MCiteBench: A Benchmark for Multimodal Citation Text Generation in MLLMs

1Fudan University  2Shanghai University

Abstract

We introduce MCiteBench, the first benchmark designed to evaluate and analyze the multimodal citation text generation ability of MLLMs. Our benchmark comprises data derived from academic papers and review-rebuttal interactions, featuring diverse information sources and multimodal content. We comprehensively evaluate models from multiple dimensions, including citation quality, source reliability, and answer accuracy. Through extensive experiments, we observe that MLLMs struggle with multimodal citation text generation. We also conduct deep analyses of models' performance, revealing that the bottleneck lies in attributing the correct sources rather than understanding the multimodal content.

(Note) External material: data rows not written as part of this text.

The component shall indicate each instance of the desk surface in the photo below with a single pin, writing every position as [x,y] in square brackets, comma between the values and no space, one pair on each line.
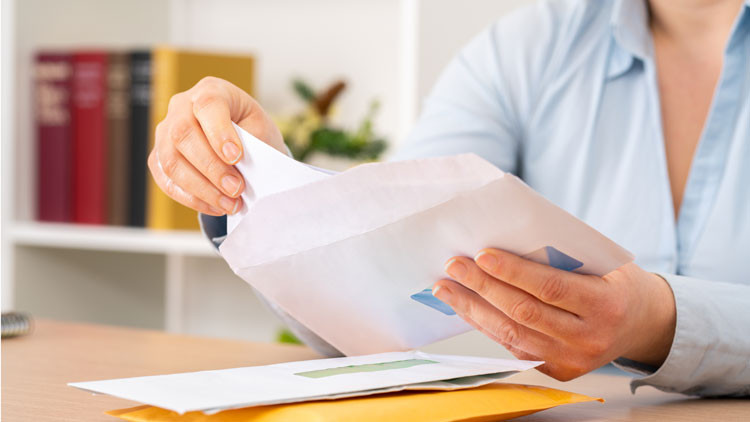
[36,368]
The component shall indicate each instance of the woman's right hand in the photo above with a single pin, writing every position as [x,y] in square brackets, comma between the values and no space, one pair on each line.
[197,147]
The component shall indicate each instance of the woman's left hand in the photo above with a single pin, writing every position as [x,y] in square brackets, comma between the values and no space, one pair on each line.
[575,323]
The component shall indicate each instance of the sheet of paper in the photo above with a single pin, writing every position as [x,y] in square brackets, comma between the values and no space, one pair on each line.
[267,171]
[352,256]
[213,391]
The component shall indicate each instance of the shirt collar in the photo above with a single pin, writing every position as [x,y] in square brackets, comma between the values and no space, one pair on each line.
[630,36]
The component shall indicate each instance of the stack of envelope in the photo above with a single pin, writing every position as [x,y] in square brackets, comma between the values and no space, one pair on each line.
[390,386]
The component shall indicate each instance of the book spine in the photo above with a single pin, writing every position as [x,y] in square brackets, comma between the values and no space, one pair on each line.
[164,85]
[118,128]
[53,74]
[89,137]
[140,103]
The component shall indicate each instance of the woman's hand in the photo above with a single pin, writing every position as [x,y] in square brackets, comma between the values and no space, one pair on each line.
[196,146]
[575,323]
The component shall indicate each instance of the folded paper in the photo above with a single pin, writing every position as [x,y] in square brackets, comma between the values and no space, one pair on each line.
[345,254]
[493,402]
[214,391]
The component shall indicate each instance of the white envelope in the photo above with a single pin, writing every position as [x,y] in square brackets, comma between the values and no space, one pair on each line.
[214,391]
[351,255]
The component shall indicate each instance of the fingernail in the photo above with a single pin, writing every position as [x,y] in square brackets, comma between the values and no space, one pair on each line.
[231,185]
[456,269]
[486,260]
[441,293]
[231,152]
[228,204]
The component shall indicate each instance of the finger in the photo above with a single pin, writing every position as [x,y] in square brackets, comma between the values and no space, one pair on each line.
[503,330]
[564,289]
[211,105]
[179,171]
[518,353]
[520,306]
[194,146]
[175,192]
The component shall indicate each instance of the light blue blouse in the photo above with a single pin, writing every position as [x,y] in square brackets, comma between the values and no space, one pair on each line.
[564,94]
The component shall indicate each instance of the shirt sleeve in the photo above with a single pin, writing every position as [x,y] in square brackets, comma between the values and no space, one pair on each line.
[215,228]
[710,353]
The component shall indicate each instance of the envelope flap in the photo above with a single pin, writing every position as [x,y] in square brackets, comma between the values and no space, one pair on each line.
[348,204]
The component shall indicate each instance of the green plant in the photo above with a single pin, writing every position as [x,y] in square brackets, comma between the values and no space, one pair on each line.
[312,131]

Example of Multimodal Citation Text Generation

The model takes multimodal corpus and generates responses with explicit citations.

Dataset

MCiteBench comprises 3,000 data samples for multimodal citation text generation questions, extracted from 1,749 academic papers with an average of 1.72 questions per paper. Among these, 2,000 are Explanation questions that require detailed evidence analysis and often lead to long-form answers, while 1,000 are Locating questions that focus on direct evidence identification. The evidence is balanced across modalities, with 1,243 textual, 1,474 visual (including 941 figures and 533 tables), and 283 mixed-modality sources, ensuring diverse multimodal attribution scenarios.

Main Results

  • Smaller open-source models achieve lower Citation F1 scores and struggle to select evidence that adequately supports their responses. Furthermore, they also perform poorly in selecting evidence that directly answers the query, as shown by their low Source F1 and Source Exact Match scores.
  • As model size increases, we observe an improvement in citation performance, suggesting that scaling model size enhances attribution capability.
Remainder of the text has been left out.